En matière d’énergie, il faut apprivoiser l’incertitude, à défaut de la domestiquer
Les prévisions énergétiques, qui prennent en compte des horizons éloignés, permettent de comparer l’estimation et l’observation. On constate, quelle que soit la méthode employée, des écarts souvent très importants. C’est qu’une prévision est destinée à faire réfléchir et non à pratiquer l’art divinatoire. Une étude de sensibilité, à la croissance économique, à la démographie ou aux prix, est souvent bien plus éclairante qu’un modèle sans esprit critique.
» Le propre de l’avenir est d’être incertain » écrivait le philosophe, mais l’économiste pourrait aussi faire sienne cette évidence. Dans la pratique on a cependant le sentiment que cette propriété est méconnue voire déniée. La notion d’incertitude est-elle si éloignée des réflexes intuitifs de la compréhension humaine ? Certes pas, le joueur, qui sommeille en beaucoup d’entre nous, sait parfaitement que le sort des dés, ou la donne des cartes, relève de lois statistiques et de probabilités quantifiables. Cela laisse la place au hasard, à la chance mais sûrement pas à la certitude… sauf pour les tricheurs. Les économistes aimeraient donc à ce point » tricher » avec les éléments et les données sur lesquels se fonde leur art ! Pour être plus concret et en restant dans le domaine de l’énergie qui est celui que je connais le moins mal, je voudrais illustrer mon propos, en concluant cependant par une note positive : des incertitudes et des erreurs jaillit parfois la vérité…
Des sous-estimations grossières
Les prévisions énergétiques ont ceci d’intéressant qu’elles prennent souvent des horizons éloignés et qu’elles permettent donc, avec recul, de comparer l’estimation et l’observation. Les années 1950, où le monde et surtout l’Europe se reconstruisaient, ont donc constitué une période particulièrement intense pour la prévision, de même d’ailleurs que les années 1973–1975 après le premier choc pétrolier. Examinons la prévision faite en 1950 pour 2000 sur l’évolution de la consommation mondiale d’énergie et sa répartition par sources.

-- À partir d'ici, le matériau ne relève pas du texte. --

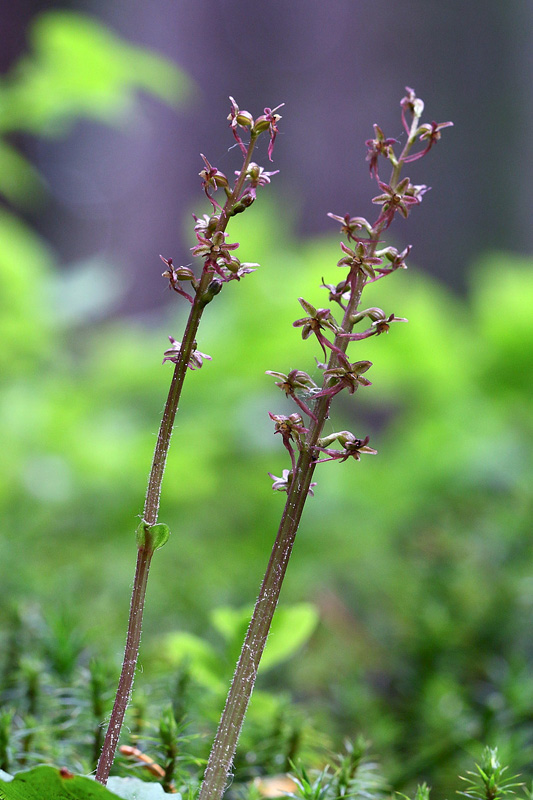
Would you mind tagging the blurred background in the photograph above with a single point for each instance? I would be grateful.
(413, 574)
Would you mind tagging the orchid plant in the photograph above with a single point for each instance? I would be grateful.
(365, 259)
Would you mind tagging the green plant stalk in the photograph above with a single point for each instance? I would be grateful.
(228, 732)
(153, 494)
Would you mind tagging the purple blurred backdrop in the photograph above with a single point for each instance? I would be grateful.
(339, 66)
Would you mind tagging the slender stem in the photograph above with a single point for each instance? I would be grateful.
(153, 494)
(228, 732)
(129, 664)
(225, 744)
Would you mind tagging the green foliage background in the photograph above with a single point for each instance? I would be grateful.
(419, 561)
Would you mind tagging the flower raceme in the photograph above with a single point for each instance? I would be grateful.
(365, 260)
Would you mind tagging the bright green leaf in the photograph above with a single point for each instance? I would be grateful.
(185, 650)
(47, 782)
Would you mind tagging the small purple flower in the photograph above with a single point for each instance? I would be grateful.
(173, 353)
(257, 176)
(349, 225)
(317, 320)
(413, 104)
(177, 274)
(214, 248)
(353, 447)
(240, 118)
(292, 430)
(380, 323)
(283, 484)
(379, 146)
(346, 376)
(359, 261)
(399, 198)
(295, 381)
(430, 133)
(268, 121)
(212, 178)
(396, 261)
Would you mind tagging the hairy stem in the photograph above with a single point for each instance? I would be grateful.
(153, 494)
(225, 744)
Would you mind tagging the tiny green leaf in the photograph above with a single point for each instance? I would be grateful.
(152, 536)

La consommation mondiale d’énergie en 2000 vue de 1950
On constate une grossière sous-estimation de la consommation réelle (un facteur de 2,5) ; une tendance à » préserver les acquis » : le charbon est l’énergie dominante en 1950, il est supposé le rester en 2000 ; l’énergie » montante » de l’époque, à savoir l’hydraulique, se voit attribuer une part grandissante dans le bilan énergétique dont elle n’atteint pas 1⁄6e de la valeur en pourcentage en 2000.

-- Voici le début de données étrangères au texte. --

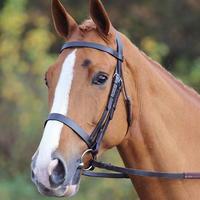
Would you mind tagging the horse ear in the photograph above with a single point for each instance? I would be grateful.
(63, 22)
(100, 17)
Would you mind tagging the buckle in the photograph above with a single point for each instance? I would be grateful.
(81, 165)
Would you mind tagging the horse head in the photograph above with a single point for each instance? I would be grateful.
(78, 84)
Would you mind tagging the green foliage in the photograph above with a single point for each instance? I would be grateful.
(27, 47)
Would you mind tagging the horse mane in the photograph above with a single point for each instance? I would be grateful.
(184, 87)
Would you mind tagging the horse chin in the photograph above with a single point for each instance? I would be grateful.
(68, 191)
(71, 190)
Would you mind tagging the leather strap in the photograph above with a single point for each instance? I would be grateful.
(126, 172)
(91, 45)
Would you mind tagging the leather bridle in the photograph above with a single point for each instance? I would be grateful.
(94, 139)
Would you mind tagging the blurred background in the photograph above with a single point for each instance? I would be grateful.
(168, 31)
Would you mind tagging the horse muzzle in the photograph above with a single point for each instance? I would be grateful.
(56, 179)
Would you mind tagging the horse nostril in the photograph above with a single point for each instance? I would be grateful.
(57, 175)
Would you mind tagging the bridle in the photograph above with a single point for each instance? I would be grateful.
(94, 140)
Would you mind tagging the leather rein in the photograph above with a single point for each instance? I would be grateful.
(94, 140)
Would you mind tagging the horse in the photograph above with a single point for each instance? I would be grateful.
(153, 122)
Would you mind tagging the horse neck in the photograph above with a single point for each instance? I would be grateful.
(165, 132)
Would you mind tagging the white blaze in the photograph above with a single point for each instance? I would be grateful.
(52, 131)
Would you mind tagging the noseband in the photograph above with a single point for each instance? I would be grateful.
(94, 139)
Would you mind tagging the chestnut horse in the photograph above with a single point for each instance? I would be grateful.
(164, 134)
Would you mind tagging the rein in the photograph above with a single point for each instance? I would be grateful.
(94, 140)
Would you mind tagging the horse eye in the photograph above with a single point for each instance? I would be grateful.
(100, 78)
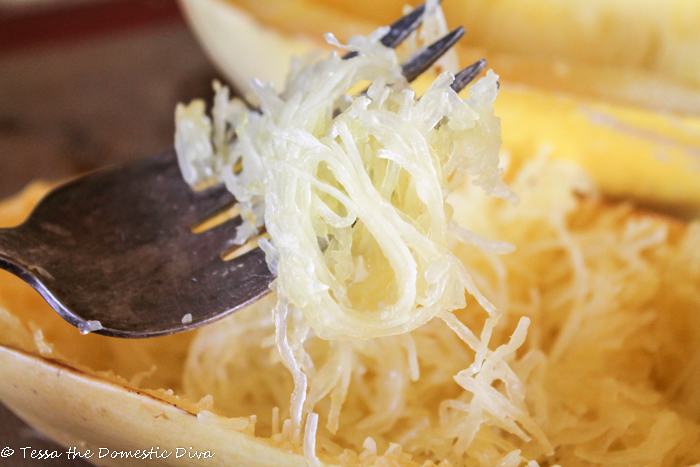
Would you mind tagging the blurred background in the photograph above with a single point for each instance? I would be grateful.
(84, 84)
(88, 83)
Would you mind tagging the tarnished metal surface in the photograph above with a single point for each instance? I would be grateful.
(116, 247)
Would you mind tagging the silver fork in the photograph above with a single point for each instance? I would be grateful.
(114, 252)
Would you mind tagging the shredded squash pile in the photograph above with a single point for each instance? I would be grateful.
(409, 332)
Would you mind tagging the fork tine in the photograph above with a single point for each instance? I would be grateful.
(404, 26)
(399, 29)
(467, 75)
(424, 59)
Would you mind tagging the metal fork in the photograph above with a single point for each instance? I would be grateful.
(114, 252)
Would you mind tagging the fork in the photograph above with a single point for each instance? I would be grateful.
(114, 252)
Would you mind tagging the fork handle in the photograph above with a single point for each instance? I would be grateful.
(11, 246)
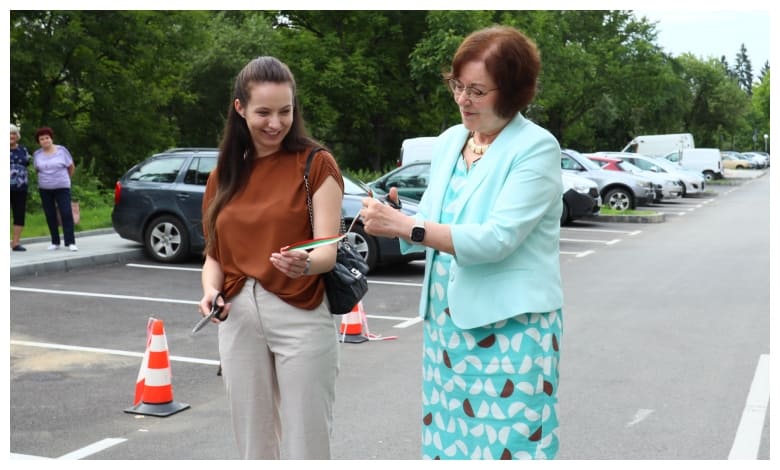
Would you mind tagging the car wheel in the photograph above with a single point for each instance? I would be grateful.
(618, 199)
(565, 214)
(365, 244)
(166, 239)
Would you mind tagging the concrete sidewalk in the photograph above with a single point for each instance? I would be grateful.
(96, 247)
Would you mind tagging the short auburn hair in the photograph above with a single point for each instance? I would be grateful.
(512, 60)
(44, 131)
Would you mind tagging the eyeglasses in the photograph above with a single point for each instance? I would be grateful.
(472, 93)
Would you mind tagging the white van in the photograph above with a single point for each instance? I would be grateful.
(660, 144)
(416, 149)
(706, 161)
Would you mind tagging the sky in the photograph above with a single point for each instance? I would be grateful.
(714, 33)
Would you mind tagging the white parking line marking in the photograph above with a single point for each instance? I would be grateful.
(408, 323)
(92, 449)
(113, 352)
(394, 283)
(748, 437)
(640, 416)
(628, 232)
(108, 296)
(176, 268)
(580, 240)
(187, 302)
(151, 266)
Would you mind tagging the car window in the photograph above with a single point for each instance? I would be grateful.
(158, 170)
(414, 176)
(199, 169)
(568, 163)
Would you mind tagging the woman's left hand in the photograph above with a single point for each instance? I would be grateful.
(291, 263)
(383, 220)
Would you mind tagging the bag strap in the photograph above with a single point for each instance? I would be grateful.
(309, 159)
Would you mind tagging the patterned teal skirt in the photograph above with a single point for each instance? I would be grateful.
(489, 392)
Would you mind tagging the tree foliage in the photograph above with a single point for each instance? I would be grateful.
(117, 86)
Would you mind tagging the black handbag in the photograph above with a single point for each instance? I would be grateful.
(346, 283)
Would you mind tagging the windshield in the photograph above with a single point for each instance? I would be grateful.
(628, 166)
(353, 186)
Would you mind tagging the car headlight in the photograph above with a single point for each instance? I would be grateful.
(581, 188)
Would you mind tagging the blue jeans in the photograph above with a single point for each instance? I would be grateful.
(53, 200)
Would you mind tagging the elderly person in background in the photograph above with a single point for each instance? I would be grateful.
(20, 160)
(55, 168)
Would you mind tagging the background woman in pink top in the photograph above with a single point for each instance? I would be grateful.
(55, 168)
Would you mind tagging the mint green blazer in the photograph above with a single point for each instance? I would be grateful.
(506, 229)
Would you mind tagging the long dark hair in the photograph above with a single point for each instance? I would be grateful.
(236, 151)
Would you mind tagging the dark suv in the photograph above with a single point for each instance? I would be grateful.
(158, 203)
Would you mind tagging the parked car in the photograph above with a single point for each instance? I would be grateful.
(659, 144)
(758, 160)
(736, 160)
(416, 149)
(730, 162)
(158, 204)
(691, 182)
(412, 180)
(581, 197)
(618, 190)
(665, 187)
(705, 160)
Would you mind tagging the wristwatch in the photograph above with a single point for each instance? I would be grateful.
(418, 232)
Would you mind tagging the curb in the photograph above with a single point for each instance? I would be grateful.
(59, 266)
(84, 233)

Inversement on arrive parfois à de bonnes valeurs, parfois par la compensation de deux erreurs en sens inverse : la valeur absolue de la consommation de charbon est exacte, à 5 % près, parce que la surestimation de sa part relative compense presque exactement la sous-estimation de la consommation totale ; la part relative du nucléaire est étonnamment précise (6,7 % réalisé contre 6,8 % prévu) et l’erreur n’est pas manifeste pour les énergies renouvelables hors hydraulique (11,3 % réalisé contre 13,3 % prévu). Cela contraste avec l’erreur fabuleuse concernant les hydrocarbures, dont la consommation annoncée ne représente que moins de 6 % de ce qui a été observé (323 Mtep prévus contre 5 720 Mtep réalisés). Est-ce que l’introduction de fourchettes aurait amélioré les choses ? Vraisemblablement non car il est peu probable que les prévisionnistes de l’époque se soient beaucoup aventurés au-delà de plages du genre [- 30 %, + 30 %]. En substance les écarts auraient été conservés. On peut néanmoins en tenir des enseignements pour améliorer la qualité du travail des prévisionnistes : il faut admettre de changer de paradigme (le règne du charbon n’est pas éternel) ; l’hypothèse sur la croissance économique est décisive ; les énergies relais ne sont pas nécessairement celles que l’on croit (l’hydraulique n’a pas été au rendez-vous, mais le nucléaire a été sous-évalué).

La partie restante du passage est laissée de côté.